Venezuelan opposition leader Maria Corina Machado vows to return home soon and rejects the interim president, promising free elections and reforms.
WASHINGTON: Venezuelan opposition leader Maria Corina Machado said Monday she plans to return home “as soon as possible.”
In her first public comments since the US military removed president Nicolas Maduro, she slammed the interim president in Caracas.
“I’m planning to go back to Venezuela as soon as possible,” Machado told broadcaster Sean Hannity on Fox News.
She spoke from an undisclosed location following the weekend’s events.
Machado openly rejected the country’s interim president Delcy Rodriguez.
She said Rodriguez “is one of the main architects of torture, persecution, corruption, narcotrafficking.”
Rodriguez was Venezuela’s vice president under Maduro and has signaled willingness to cooperate with Washington.
Machado said Rodriguez is “rejected” by the Venezuelan people, with voters on the opposition’s side.
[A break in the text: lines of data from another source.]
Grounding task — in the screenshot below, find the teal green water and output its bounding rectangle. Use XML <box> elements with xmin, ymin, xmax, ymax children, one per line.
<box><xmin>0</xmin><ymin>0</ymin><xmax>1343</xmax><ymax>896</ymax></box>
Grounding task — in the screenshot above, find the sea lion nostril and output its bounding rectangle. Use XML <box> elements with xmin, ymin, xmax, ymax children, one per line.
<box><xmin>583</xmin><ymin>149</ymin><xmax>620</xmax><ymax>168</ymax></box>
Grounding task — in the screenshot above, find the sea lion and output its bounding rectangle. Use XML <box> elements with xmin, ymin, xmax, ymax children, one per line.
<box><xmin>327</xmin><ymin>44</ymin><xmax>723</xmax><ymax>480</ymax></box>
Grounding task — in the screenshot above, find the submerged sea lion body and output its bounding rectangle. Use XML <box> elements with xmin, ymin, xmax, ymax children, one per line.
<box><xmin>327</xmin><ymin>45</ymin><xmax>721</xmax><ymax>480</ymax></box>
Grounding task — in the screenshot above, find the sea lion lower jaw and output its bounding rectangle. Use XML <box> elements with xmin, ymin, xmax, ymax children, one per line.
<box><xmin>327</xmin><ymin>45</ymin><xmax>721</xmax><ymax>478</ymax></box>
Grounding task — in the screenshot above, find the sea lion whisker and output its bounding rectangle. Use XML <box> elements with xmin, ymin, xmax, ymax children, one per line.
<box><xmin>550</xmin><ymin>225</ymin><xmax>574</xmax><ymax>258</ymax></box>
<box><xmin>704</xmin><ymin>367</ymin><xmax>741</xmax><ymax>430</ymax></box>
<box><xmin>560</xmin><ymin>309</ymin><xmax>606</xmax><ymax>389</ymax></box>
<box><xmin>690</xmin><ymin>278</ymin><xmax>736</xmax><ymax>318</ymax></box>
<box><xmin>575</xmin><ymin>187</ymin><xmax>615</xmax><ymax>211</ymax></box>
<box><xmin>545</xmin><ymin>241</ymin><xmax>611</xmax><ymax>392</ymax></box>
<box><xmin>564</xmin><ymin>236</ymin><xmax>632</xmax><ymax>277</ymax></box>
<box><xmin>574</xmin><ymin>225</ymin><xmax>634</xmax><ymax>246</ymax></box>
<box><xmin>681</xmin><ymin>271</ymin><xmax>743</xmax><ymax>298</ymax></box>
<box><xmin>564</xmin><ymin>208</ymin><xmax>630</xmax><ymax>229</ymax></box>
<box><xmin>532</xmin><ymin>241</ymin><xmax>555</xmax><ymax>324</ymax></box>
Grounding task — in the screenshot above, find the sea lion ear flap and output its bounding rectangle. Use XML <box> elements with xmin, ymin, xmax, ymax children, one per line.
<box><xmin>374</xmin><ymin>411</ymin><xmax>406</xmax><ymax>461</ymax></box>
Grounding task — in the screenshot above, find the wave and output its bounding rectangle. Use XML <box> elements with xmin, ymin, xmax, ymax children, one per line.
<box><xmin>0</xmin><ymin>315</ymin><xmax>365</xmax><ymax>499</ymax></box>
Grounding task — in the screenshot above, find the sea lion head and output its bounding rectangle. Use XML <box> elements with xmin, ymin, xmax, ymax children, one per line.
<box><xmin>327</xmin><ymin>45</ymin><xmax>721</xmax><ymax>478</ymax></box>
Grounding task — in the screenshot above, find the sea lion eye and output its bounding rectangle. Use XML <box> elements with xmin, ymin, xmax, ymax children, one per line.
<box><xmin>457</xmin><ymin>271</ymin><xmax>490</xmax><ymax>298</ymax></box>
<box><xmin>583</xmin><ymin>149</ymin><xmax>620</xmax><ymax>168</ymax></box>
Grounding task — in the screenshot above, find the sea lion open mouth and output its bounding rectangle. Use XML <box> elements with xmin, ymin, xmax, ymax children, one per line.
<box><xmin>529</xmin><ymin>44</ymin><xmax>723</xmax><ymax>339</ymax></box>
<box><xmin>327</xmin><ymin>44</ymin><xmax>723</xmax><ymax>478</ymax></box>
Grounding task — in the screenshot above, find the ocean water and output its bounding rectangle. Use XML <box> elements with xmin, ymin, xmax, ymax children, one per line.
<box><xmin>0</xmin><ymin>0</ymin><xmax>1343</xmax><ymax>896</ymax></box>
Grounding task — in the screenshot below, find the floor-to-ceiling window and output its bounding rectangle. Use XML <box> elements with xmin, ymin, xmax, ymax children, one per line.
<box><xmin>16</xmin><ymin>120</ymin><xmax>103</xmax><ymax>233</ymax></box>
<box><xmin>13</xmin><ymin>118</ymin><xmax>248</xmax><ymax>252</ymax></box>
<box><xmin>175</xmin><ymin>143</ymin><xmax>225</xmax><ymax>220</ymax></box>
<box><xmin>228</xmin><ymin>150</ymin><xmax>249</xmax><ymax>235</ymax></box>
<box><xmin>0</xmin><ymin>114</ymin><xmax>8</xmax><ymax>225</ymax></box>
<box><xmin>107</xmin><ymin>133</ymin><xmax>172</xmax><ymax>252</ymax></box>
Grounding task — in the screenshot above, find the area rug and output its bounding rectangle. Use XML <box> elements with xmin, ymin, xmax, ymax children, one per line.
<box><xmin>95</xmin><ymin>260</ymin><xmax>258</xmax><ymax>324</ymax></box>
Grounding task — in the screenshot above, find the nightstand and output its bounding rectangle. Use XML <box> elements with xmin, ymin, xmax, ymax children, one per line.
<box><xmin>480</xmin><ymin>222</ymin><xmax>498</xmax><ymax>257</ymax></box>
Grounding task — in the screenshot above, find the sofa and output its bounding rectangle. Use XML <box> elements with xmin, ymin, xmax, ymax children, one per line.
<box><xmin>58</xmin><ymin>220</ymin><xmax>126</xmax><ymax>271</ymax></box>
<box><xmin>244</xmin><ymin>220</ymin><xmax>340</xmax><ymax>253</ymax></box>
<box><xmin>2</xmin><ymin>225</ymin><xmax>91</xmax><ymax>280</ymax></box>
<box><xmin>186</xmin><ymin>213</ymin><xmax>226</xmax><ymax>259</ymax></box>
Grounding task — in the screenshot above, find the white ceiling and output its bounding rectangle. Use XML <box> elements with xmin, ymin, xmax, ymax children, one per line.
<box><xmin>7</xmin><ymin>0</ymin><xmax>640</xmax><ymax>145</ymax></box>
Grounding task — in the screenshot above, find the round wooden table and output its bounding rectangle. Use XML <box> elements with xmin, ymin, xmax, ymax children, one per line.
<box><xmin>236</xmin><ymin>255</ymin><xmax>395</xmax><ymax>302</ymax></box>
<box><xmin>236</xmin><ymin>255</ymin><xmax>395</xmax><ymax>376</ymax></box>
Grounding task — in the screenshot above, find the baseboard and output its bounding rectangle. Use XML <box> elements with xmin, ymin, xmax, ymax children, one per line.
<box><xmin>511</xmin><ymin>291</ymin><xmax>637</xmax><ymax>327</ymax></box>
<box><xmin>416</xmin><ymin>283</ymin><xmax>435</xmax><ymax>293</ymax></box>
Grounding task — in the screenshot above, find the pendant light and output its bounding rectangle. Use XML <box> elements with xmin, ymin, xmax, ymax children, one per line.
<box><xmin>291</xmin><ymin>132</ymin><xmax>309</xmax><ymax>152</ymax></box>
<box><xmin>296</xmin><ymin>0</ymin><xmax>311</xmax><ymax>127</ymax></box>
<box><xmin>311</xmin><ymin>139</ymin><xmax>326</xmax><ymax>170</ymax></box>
“In free and fair elections, we will win by over 90% of the votes, I have no doubt about it,” Machado said.
She vowed to “turn Venezuela into the energy hub of the Americas.”
Machado also promised to “dismantle all these criminal structures” that have harmed her countrymen.
She pledged to “bring millions of Venezuelans that have been forced to flee our country back home.”